Target
At Target, Johnson was vice president of merchandising, where he was responsible for launching the Michael Graves line of consumer products.[5]
Apple
Johnson joined Apple Inc. as senior vice president of retail operations in January 2000. At the suggestion of Millard Drexler (an Apple director and CEO of Gap Inc.), Johnson's retail team and a development team headed by Allen Moyer from The Walt Disney Company began a series of mock-ups for the Apple store in a warehouse near the company's headquarters in Cupertino.
Under Johnson's leadership, Apple's retail stores achieved a record level of growth, exceeding a billion dollars in annual sales within two years of their debut, surpassing the previous record set by the Gap clothing retailer. In 2012, Apple operated more than 400 stores, with outlets in Australia, Canada, China, France, Germany, Italy, Switzerland, United Kingdom, United States, Hong Kong and Japan.[6] According to Fortune "Saks, whose flagship store is down the street, generates sales of $362 per square foot a year. Best Buy stores turn $930–tops for electronics retailers—while Tiffany & Co. takes in $2,666. Audrey Hepburn liked Tiffany's for breakfast, but at $4,032 per square foot, Apple is eating everyone's lunch".[7] In 2011, Apple Stores in the United States had revenue of $473,000 per employee.[5] According to the research firm RetailSails, the Apple Store chain ranked first among U.S. retailers in terms of sales per unit area in 2011, with sales of US$3,085 per square foot, almost double that of Tiffany & Co., the second retailer on the list.[5]
On October 31, 2007, Johnson exercised 700,000 stock options in Apple shares, with a strike price of $23.72, and then sold the stock later that day for $185 to $185.21 apiece, netting him a $112 million profit. It was reported that Johnson earned $400 million during his seven and a half years at Apple.[8]
JCPenney
After his success at Apple and Target, Johnson was hired as chief executive officer by JCPenney in November 2011, succeeding Mike Ullman, who had been CEO for the preceding seven years. Ullman then was chairman of the board of directors, but was relieved of his duties in January 2013. Bill Ackman, a JCPenney board member and head of hedge fund Pershing Square supported bringing in Johnson to shake up the store's stodgy image and attract new customers. Johnson was given $52.7 million when he joined JCPenney, and he made a $50 million personal investment in the company. After being hired, Johnson tapped Michael Kramer, an Apple Store veteran, as chief operating officer while firing many existing JCPenney executives.[9][10][11]

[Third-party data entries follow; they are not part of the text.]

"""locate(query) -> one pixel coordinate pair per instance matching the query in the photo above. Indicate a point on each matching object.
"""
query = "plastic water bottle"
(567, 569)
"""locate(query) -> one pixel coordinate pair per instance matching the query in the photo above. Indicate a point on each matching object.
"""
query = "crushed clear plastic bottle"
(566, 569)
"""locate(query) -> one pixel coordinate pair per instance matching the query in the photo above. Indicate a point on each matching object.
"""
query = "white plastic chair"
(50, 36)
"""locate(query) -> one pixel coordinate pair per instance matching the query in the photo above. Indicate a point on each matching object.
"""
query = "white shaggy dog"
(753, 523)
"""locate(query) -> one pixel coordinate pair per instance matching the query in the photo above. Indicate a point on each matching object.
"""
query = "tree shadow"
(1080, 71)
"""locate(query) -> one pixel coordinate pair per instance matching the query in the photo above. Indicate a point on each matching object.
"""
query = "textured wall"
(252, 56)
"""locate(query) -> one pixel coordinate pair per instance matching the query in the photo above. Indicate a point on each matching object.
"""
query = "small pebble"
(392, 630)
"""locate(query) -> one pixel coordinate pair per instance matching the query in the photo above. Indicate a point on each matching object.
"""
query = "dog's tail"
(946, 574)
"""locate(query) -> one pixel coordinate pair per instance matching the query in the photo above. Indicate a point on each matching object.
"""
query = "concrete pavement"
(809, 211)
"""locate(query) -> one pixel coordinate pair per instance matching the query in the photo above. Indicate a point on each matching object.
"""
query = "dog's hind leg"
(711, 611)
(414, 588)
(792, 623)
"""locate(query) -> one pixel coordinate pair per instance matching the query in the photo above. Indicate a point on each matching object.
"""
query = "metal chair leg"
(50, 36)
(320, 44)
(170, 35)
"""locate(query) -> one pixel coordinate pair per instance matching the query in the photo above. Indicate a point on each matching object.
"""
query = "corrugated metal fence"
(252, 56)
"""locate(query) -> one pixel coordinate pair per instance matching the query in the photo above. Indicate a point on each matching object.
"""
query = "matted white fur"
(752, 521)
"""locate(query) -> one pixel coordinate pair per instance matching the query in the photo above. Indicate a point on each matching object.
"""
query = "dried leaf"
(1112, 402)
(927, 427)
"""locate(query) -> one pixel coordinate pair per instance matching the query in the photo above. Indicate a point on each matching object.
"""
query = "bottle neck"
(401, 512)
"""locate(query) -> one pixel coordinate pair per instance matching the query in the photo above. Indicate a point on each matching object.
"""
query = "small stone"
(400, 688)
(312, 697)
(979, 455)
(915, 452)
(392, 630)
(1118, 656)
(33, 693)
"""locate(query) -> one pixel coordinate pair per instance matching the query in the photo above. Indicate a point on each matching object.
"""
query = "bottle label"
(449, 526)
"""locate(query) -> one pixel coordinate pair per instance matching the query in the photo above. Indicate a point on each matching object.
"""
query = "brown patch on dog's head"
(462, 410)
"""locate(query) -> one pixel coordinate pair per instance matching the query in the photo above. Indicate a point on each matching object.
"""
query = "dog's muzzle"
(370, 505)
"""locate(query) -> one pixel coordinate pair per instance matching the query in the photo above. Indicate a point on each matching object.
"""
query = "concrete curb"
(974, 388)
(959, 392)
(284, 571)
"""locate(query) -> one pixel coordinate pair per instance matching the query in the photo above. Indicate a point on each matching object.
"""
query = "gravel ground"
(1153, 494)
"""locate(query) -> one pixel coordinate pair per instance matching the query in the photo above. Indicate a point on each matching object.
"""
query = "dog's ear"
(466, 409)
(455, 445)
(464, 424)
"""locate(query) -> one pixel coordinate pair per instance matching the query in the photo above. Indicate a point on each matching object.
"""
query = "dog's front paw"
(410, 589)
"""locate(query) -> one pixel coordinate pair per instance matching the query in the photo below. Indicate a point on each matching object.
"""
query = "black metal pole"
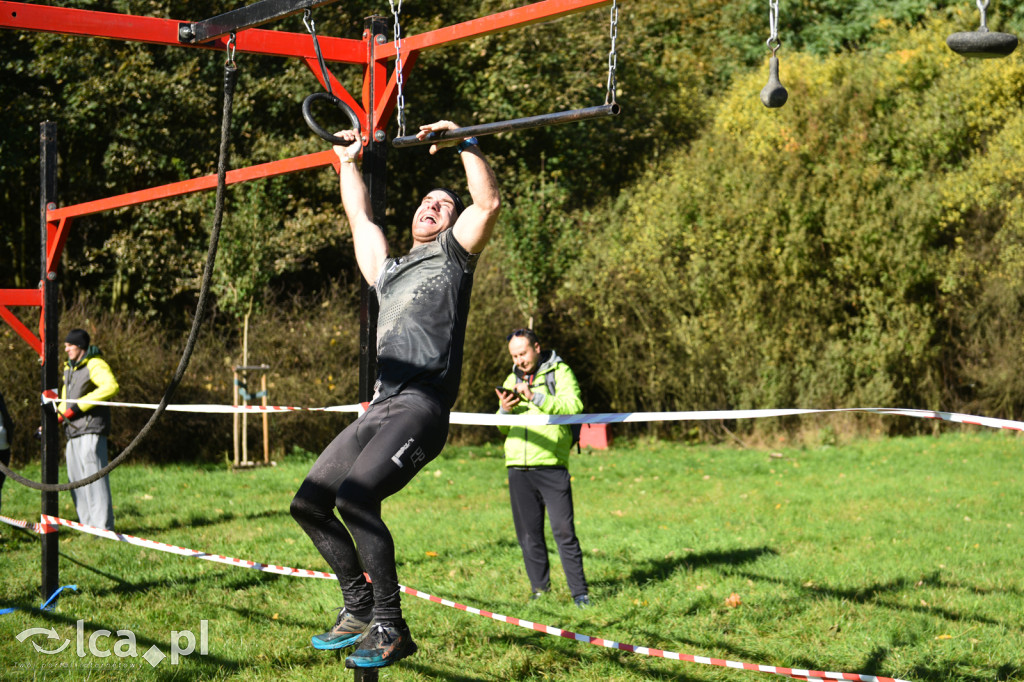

When Johnson announced his transformation vision in late January 2012, J. CPenney's stock rose 24 percent to $43.[12] Johnson's actual execution, however, was described as "one of the most aggressively unsuccessful tenures in retail history".
Enjoy Technology
In 2014, Johnson founded Enjoy, a startup headquartered in Palo Alto, California, that seeks to reinvent the shopping experience. The company has raised $30 million in funding, co-led by Kleiner Perkins Caufield Byers and Oak Investment Partners with participation from Andreessen Horowitz. Johnson also committed personal capital to establish the company. The service launched in 2015.[18]
The company went public in 2021, and declared bankruptcy in 2022.[19]